Siemens is one of the world’s major firms in the energy sector and played a front-running role in the growing nuclear field of the 1970s and 1980s. The Kraftwerk Union technology counted as part of Siemens makes up the entire German nuclear fleet, while reactors were also exported to Argentina (Atucha 2), the Netherlands (Borssele), Switzerland (Goesgen), Spain (Trillo 1).
In an interview with Der Spiegel, CEO Peter Löscher said the company was influenced by the Fukushima accident and its impact on the German political situation. But despite these issues, and their effects on utilities’ maintenance plans, Siemens had already been restructuring and reducing its specialist nuclear businesses for several years – principally through the merger of its reactor business with that of France’s Framatome in 2001, which it pulled out of in 2009 leaving Areva with full ownership and control.
They don’t make them like this any more. RWE’s Emsland nuclear power
plant, built by Siemens, is the world’s best performing, with lifetime load
factor of 93% across more than 22 years of operation, according toNuclear Engineering International’s Load Factor League Tables
Siemens said it left the Areva partnership to improve “entrepreneurial maneuverability” and within one week Löscher met Russian prime minister Vladimir Putin to discuss a “large-scale partnership” with Rosatom. However, little concrete development followed the visit.
Part of Siemens’ nuclear business strategy was to remain as a specialist provider for the ‘conventional island’ of new nuclear power plants, as well as a provider of safety-critical instrumentation and control systems for new reactors, and it is these main areas that now stand to be discontinued.
In general reactor vendors offer the so-called ‘nuclear island’ of a power plant – the nuclear steam supply system of the reactor vessel, pumps, pipes, steam generation and control systems. Until now Siemens has offered parts and services for the ‘conventional island’ – the steam turbine, generator and cooling water systems. Siemens would provide single components, or, as is the case at Olkiluoto 3, the entire conventional island on a turnkey basis. It also bid jointly with Areva to provide instrumentation and control for Bulgaria’s Belene project.

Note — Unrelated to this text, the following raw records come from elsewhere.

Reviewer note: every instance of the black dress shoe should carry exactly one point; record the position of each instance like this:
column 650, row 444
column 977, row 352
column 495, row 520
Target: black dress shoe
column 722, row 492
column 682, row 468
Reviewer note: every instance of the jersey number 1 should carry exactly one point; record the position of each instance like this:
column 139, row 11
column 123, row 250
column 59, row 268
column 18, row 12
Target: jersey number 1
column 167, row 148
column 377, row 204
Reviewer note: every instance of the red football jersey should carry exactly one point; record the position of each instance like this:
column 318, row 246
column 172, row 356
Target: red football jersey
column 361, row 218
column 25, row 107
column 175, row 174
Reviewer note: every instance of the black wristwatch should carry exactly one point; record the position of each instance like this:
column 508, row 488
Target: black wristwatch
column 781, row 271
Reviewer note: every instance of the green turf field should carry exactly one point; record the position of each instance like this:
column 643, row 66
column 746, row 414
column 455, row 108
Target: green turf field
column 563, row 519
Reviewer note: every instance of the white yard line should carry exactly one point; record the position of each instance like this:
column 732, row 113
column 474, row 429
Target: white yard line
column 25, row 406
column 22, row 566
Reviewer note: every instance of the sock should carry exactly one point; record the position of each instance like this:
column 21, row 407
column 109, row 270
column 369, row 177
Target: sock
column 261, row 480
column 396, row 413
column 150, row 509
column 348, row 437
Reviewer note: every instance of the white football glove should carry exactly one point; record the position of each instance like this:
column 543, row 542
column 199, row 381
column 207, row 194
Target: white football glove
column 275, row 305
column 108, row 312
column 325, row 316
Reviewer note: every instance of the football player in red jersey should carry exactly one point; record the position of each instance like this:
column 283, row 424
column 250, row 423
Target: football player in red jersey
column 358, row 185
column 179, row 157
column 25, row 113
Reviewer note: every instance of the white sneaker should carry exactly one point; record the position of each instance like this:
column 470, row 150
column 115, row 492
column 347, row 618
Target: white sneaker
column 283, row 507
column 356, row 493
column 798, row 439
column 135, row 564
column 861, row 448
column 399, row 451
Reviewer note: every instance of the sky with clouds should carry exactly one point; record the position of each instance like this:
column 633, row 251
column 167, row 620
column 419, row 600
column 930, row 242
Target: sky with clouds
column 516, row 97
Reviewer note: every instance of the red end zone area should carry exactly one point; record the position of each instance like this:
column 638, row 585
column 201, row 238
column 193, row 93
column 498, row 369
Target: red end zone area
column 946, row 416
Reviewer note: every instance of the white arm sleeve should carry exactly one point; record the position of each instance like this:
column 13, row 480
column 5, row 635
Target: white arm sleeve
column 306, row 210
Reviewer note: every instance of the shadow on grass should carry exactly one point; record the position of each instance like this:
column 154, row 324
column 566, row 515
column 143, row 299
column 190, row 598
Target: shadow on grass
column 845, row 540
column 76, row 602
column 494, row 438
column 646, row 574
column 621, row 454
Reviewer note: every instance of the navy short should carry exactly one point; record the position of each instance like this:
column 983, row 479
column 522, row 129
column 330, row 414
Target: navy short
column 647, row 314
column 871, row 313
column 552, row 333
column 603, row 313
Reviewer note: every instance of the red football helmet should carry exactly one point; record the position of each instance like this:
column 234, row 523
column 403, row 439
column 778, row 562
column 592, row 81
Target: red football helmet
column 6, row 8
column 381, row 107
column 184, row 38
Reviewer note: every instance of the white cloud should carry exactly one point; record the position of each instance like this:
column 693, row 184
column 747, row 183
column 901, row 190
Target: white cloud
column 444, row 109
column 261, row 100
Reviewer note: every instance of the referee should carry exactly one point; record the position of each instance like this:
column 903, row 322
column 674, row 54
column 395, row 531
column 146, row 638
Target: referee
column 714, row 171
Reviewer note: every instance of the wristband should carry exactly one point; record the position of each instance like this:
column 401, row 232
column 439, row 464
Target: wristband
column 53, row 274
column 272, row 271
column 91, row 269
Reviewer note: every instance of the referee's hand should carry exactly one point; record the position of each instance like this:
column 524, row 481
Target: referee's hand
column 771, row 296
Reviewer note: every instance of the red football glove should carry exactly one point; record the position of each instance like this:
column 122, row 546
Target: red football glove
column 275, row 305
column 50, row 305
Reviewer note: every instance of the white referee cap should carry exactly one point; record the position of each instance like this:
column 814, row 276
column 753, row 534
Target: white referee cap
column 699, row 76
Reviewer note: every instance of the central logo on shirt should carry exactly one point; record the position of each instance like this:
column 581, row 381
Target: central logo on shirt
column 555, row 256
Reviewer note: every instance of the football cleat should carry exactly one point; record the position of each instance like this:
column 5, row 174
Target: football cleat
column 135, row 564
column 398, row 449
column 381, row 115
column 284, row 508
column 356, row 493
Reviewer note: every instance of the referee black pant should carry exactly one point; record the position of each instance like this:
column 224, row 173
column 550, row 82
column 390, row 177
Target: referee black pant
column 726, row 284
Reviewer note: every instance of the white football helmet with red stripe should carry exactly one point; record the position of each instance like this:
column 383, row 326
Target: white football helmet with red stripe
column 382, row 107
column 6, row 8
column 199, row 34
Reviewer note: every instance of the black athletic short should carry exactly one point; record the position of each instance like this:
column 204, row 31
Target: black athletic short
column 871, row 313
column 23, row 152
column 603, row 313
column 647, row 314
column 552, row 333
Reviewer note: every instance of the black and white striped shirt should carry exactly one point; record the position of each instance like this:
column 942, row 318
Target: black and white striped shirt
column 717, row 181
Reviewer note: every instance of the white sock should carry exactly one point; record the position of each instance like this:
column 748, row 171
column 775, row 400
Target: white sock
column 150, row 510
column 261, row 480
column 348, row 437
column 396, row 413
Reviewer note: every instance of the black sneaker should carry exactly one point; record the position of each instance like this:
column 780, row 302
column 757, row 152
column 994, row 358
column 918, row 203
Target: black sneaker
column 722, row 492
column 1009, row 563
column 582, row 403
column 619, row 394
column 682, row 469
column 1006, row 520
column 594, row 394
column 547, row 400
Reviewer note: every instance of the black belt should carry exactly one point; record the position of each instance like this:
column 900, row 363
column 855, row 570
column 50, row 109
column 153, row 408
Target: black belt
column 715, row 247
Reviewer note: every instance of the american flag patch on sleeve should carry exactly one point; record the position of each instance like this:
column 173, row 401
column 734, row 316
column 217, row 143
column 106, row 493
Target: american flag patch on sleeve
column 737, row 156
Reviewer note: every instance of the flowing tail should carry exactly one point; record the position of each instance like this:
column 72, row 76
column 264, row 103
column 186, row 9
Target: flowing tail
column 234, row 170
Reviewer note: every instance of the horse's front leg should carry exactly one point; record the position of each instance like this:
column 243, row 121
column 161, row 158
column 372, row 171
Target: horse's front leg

Most of the reactor vendors have a regular partner or an internal arrangement for conventional island work: Areva usually works with Alstom, while the GE and Hitachi companies can supply themselves, in common with Mitsubishi Heavy Industries. Westinghouse can work with a range of suppliers, including owner Toshiba, while Russia’s Rosatom and South Korea’s Kepco have so far offered turnkey products from domestic suppliers.
In that regard, Siemens has been left without a clear partner for nuclear build projects – a situation that could be exacerbated by a four-year ‘non-compete’ clause signed with Areva as part of the pull-out, although this is under investigation by the European Commission. In the meantime, Rosatom has announced an intention to collaborate with Rolls-Royce, another supplier of safety-critical control systems, although there have been no commitments to joint projects yet.
Siemens will continue to offer steam turbines, generators, control systems and the various other components for use in thermal power plants, including nuclear ones, but without the desire for major involvement in nuclear power specifically.